It’s about an hour before showtime at Freedom Place Church in Rowlett for The Voice alumna Holly Tucker. She made the top 6 in season four as a country music artist on Blake Shelton’s team. While finishing her courses at Baylor University via email and competing on one of the biggest singing competition shows, she tried to make a name for herself as a Texas country musician.
And she’s still trying.
Immediately after being voted off The Voice, she says she began working on a four-song EP. When she started shopping it around to different record labels, they told her they wanted to see what she could do on her own. “When I say that they said that they wanted to see what I could do on my own, that was essentially saying, ‘We want to sit back and see what you can do. We want to watch you build your team and then we can decide if we want to jump on board,’” she says.
This didn’t sit well with Tucker. In a world where independent artists are becoming more and more common, she decided to turn the four-song EP into a 13-song record and released it independently. Now, she tours the state promoting the album.
“You have The Voice and you had American Idol at that time and you have America’s Got Talent and there’s all these great singers and great entertainers that come off those shows, so [record labels are] just being overrun with people knocking on their doors and I can understand that,” Tucker says. “They can’t be expected to give everybody a record deal that walks through their doors.
“But at the same time, there is some validity in getting on one of those shows and spending however many weeks you did in front of that kind of audience and it does kind of make me scratch my head and wonder why,” she continues. “Why would you not want to capitalize on all of that momentum right there? Even if it’s just for a short contract or something.”
Also an veteran of Shelton’s team, Dana Harper competed on The Voice’s most recent season and was eliminated during the live playoffs. She spent the following week resting from the stress of the show, but today she’s working on new music that she calls “uplifting, positive, self-love acoustic soul.” Because she represented DFW on the show, she says she plans to stay here and contribute to its growing music scene.
“I think we are on our way with the people we have representing Dallas and coming out of Dallas,” Harper says. “I just think to try and move to L.A. at this point, there are so many singers who are already trying to do it there.”
She says she plans to release a single in the next few weeks, but in the meantime, she is doing her best to keep her fans from The Voice engaged.
“The mega fans kind of get weeded out and they’re on to the next season and it’s more about The Voice than the artist,” she says. “Then there are the people and the fans that are really captivated by you and want to see what you’re going to do next.”
Tucker thinks The Voice could benefit from slowing down a bit.
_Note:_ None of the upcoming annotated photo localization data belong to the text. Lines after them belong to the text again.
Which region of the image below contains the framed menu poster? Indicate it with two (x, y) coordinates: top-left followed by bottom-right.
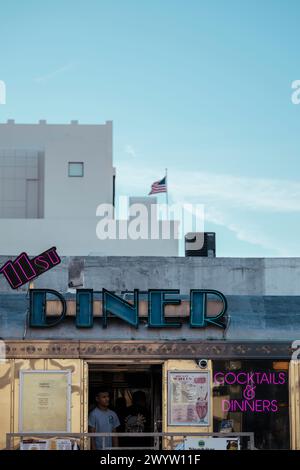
(168, 371), (210, 426)
(19, 370), (71, 433)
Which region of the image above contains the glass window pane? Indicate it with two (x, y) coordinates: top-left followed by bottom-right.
(213, 360), (290, 449)
(68, 162), (83, 177)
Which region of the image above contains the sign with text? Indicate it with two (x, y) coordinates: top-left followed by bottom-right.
(168, 371), (210, 426)
(184, 436), (240, 450)
(29, 288), (228, 329)
(0, 247), (61, 289)
(19, 370), (71, 432)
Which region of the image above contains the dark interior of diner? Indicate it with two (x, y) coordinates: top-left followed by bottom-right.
(88, 364), (162, 448)
(213, 360), (290, 449)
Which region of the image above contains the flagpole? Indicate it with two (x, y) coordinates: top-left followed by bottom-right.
(165, 168), (169, 219)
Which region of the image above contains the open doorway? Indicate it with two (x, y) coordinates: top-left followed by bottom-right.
(88, 363), (162, 448)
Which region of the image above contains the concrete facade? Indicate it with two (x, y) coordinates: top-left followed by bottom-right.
(0, 256), (300, 343)
(0, 256), (298, 295)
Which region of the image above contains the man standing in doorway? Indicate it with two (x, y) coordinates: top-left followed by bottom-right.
(89, 389), (120, 450)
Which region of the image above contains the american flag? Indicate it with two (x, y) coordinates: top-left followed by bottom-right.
(148, 175), (167, 195)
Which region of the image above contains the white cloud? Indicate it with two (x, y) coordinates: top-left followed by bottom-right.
(170, 171), (300, 213)
(124, 145), (137, 158)
(115, 162), (300, 254)
(203, 207), (284, 254)
(34, 63), (74, 83)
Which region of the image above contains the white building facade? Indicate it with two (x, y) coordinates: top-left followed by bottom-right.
(0, 120), (178, 256)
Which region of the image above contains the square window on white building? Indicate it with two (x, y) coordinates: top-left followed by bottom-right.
(68, 162), (84, 177)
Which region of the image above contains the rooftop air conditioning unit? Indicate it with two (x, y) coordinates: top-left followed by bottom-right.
(185, 232), (216, 257)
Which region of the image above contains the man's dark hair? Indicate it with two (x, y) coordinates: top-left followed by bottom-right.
(96, 388), (110, 397)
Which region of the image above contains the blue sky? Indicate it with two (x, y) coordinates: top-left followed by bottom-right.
(1, 0), (300, 256)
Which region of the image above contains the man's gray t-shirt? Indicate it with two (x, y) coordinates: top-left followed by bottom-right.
(88, 407), (120, 449)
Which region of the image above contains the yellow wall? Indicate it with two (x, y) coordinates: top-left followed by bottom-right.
(0, 360), (12, 449)
(1, 357), (296, 450)
(0, 359), (83, 449)
(289, 360), (300, 450)
(1, 358), (213, 450)
(162, 359), (213, 449)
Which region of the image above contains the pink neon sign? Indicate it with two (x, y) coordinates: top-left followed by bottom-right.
(213, 371), (287, 413)
(0, 247), (61, 289)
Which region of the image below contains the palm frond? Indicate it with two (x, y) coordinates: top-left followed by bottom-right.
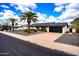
(20, 11), (38, 23)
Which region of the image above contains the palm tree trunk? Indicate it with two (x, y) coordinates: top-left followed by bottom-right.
(12, 22), (14, 31)
(28, 23), (30, 33)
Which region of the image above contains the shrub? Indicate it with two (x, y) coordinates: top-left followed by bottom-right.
(76, 28), (79, 33)
(38, 29), (47, 32)
(0, 24), (11, 31)
(24, 29), (28, 32)
(24, 29), (37, 32)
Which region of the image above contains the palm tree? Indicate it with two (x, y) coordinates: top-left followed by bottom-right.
(20, 11), (38, 33)
(8, 18), (17, 31)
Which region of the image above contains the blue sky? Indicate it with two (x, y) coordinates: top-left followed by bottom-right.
(35, 3), (59, 16)
(0, 3), (62, 16)
(0, 3), (79, 24)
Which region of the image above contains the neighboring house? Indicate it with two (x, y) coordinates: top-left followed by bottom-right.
(68, 26), (76, 33)
(14, 25), (27, 31)
(30, 22), (69, 33)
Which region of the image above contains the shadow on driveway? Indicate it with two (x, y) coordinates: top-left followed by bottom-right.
(0, 33), (75, 56)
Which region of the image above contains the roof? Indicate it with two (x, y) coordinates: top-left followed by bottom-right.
(30, 22), (68, 27)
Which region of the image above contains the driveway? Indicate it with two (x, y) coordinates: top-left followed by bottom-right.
(0, 31), (79, 56)
(0, 31), (63, 49)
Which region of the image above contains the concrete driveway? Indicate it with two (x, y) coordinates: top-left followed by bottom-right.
(0, 31), (79, 56)
(0, 32), (63, 49)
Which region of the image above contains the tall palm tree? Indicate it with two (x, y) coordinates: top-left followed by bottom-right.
(8, 18), (17, 31)
(20, 11), (38, 33)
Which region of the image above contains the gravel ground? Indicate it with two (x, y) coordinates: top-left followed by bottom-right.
(55, 33), (79, 47)
(8, 30), (45, 36)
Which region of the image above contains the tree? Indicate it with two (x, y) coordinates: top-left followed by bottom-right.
(71, 17), (79, 28)
(0, 24), (1, 28)
(8, 18), (17, 31)
(71, 16), (79, 33)
(20, 11), (38, 33)
(0, 24), (11, 31)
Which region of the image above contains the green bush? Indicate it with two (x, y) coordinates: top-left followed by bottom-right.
(76, 28), (79, 33)
(0, 24), (11, 31)
(38, 29), (47, 32)
(24, 29), (37, 32)
(24, 29), (28, 32)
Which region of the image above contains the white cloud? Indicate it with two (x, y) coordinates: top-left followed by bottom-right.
(55, 3), (67, 6)
(23, 3), (37, 9)
(63, 19), (74, 22)
(36, 12), (60, 23)
(59, 9), (75, 20)
(54, 3), (79, 22)
(65, 3), (79, 9)
(10, 4), (15, 6)
(17, 5), (30, 12)
(0, 10), (20, 24)
(10, 3), (37, 13)
(54, 3), (67, 12)
(1, 5), (9, 8)
(46, 16), (60, 22)
(15, 4), (29, 12)
(0, 9), (33, 25)
(0, 12), (3, 15)
(54, 6), (64, 12)
(0, 3), (37, 25)
(0, 0), (79, 3)
(0, 10), (20, 19)
(36, 12), (47, 23)
(57, 3), (79, 22)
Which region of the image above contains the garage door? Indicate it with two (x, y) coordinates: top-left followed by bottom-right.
(49, 27), (62, 33)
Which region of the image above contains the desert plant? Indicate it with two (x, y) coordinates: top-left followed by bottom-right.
(20, 11), (38, 33)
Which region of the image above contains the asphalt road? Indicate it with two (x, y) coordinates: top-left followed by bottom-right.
(0, 33), (74, 56)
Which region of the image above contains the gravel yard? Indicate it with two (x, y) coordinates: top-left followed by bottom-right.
(55, 33), (79, 47)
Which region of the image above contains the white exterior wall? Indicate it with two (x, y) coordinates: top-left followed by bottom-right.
(30, 27), (33, 29)
(46, 27), (49, 32)
(17, 26), (28, 30)
(39, 27), (41, 29)
(23, 26), (27, 30)
(15, 27), (23, 30)
(23, 27), (36, 29)
(32, 27), (36, 29)
(72, 28), (76, 33)
(62, 26), (68, 33)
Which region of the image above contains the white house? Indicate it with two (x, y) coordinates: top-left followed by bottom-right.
(30, 22), (69, 33)
(16, 22), (76, 33)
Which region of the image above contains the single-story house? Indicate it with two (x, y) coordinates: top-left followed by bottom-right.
(15, 22), (76, 33)
(30, 22), (69, 33)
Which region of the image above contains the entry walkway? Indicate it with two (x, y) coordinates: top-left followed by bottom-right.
(0, 31), (79, 55)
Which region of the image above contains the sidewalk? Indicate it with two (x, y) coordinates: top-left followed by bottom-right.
(0, 31), (79, 56)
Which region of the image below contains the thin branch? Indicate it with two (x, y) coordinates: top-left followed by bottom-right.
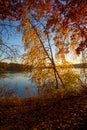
(30, 16), (64, 88)
(0, 23), (17, 28)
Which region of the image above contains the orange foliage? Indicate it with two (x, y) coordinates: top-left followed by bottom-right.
(0, 0), (87, 53)
(0, 0), (23, 20)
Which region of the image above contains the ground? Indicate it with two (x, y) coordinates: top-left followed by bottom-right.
(0, 88), (87, 130)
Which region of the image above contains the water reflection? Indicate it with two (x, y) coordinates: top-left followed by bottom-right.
(73, 68), (87, 84)
(0, 73), (38, 98)
(0, 68), (87, 98)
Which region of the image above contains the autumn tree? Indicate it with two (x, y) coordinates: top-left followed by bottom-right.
(0, 0), (87, 60)
(81, 49), (87, 84)
(0, 0), (23, 21)
(0, 0), (86, 94)
(46, 0), (87, 54)
(19, 14), (64, 90)
(0, 0), (23, 42)
(0, 0), (87, 54)
(0, 0), (24, 63)
(17, 0), (87, 93)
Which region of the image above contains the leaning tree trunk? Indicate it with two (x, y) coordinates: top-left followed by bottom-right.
(30, 20), (64, 89)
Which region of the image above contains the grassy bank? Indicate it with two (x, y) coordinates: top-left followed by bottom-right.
(0, 89), (87, 130)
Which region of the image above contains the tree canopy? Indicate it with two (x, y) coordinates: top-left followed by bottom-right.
(0, 0), (23, 21)
(0, 0), (87, 53)
(0, 0), (87, 89)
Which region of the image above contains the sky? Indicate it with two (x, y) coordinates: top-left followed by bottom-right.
(0, 20), (24, 63)
(0, 19), (82, 64)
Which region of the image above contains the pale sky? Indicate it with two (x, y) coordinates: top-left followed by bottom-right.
(0, 20), (84, 64)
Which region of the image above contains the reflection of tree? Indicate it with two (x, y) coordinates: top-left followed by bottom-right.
(0, 0), (86, 94)
(0, 85), (17, 98)
(81, 50), (87, 84)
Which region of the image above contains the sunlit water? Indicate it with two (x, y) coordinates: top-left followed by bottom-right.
(0, 68), (87, 98)
(73, 68), (87, 83)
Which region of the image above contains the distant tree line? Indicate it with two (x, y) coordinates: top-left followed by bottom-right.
(0, 62), (32, 72)
(0, 62), (87, 73)
(60, 63), (87, 68)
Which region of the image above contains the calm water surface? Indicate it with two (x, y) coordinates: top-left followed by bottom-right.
(0, 73), (38, 98)
(0, 68), (87, 98)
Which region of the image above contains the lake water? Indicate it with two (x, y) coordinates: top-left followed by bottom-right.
(0, 68), (87, 98)
(0, 73), (38, 98)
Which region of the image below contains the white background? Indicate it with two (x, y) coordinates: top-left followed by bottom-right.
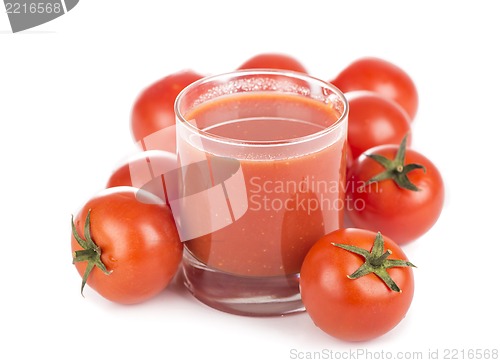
(1, 1), (499, 362)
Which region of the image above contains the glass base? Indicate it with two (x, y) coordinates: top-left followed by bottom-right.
(182, 249), (305, 317)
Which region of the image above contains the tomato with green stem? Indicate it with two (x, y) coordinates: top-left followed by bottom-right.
(346, 135), (444, 244)
(71, 187), (183, 304)
(300, 228), (415, 341)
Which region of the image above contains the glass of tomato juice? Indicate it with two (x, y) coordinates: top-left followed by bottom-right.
(173, 70), (348, 316)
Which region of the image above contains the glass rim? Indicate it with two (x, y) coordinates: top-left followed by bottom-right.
(174, 69), (349, 148)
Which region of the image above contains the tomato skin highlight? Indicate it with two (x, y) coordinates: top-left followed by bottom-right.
(130, 70), (204, 144)
(237, 53), (308, 73)
(300, 228), (414, 342)
(347, 93), (412, 159)
(332, 57), (418, 120)
(347, 145), (444, 244)
(71, 187), (183, 304)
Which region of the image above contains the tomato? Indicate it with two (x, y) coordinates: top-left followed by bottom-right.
(346, 92), (412, 159)
(237, 53), (308, 73)
(331, 57), (419, 120)
(346, 136), (444, 244)
(131, 70), (204, 147)
(106, 150), (177, 205)
(345, 141), (354, 172)
(300, 228), (415, 341)
(71, 187), (183, 304)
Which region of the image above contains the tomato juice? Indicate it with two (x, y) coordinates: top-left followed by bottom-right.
(174, 71), (347, 315)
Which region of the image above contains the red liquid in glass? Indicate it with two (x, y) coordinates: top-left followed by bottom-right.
(179, 92), (347, 315)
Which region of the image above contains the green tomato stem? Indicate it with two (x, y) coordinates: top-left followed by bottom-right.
(364, 134), (426, 191)
(71, 210), (112, 296)
(332, 232), (416, 293)
(369, 249), (392, 267)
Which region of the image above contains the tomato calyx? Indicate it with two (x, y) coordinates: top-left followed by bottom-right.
(332, 232), (416, 293)
(71, 209), (112, 296)
(363, 135), (426, 191)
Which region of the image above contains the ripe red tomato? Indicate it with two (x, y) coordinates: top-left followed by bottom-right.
(106, 150), (177, 205)
(346, 136), (444, 244)
(347, 93), (412, 159)
(300, 228), (415, 341)
(331, 57), (419, 120)
(345, 141), (354, 171)
(131, 70), (204, 146)
(71, 187), (183, 304)
(237, 53), (308, 73)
With two seasons every year, The Voice is quickly approaching 15 seasons in its short time, the same amount American Idol had in its entire run.
“I think they could slow it down a little bit,” she says. “Like on my season, I think there was a lot more time that had passed in our season as a whole. Now they get to the top eight and they knock four or five of them off at once. They didn’t do that on my season. It was always knocking one or two off at a time and that allowed the audience to get to know the people better and the contestants and everything. That’s one thing I’ve been kind of disappointed in, that the audience doesn’t get to actually know the people at the top.”
Tucker and Harper both say they keep up with social media to let their fans know what they’re working on and when they have upcoming shows. While the fans have stayed with them and shown support, others don’t think a reality TV credit gives them much credibility.
“If anything, we have to work harder because we get told stuff like that,” Tucker says. “Some people immediately write us off, ‘Oh, you’re just from The Voice.’ There’s tons of people that get on that, so we kind of have to overcomes some stereotypes that other artists might not necessarily have to overcome. And I mean there are times where I feel like there are a lot of marks against me.”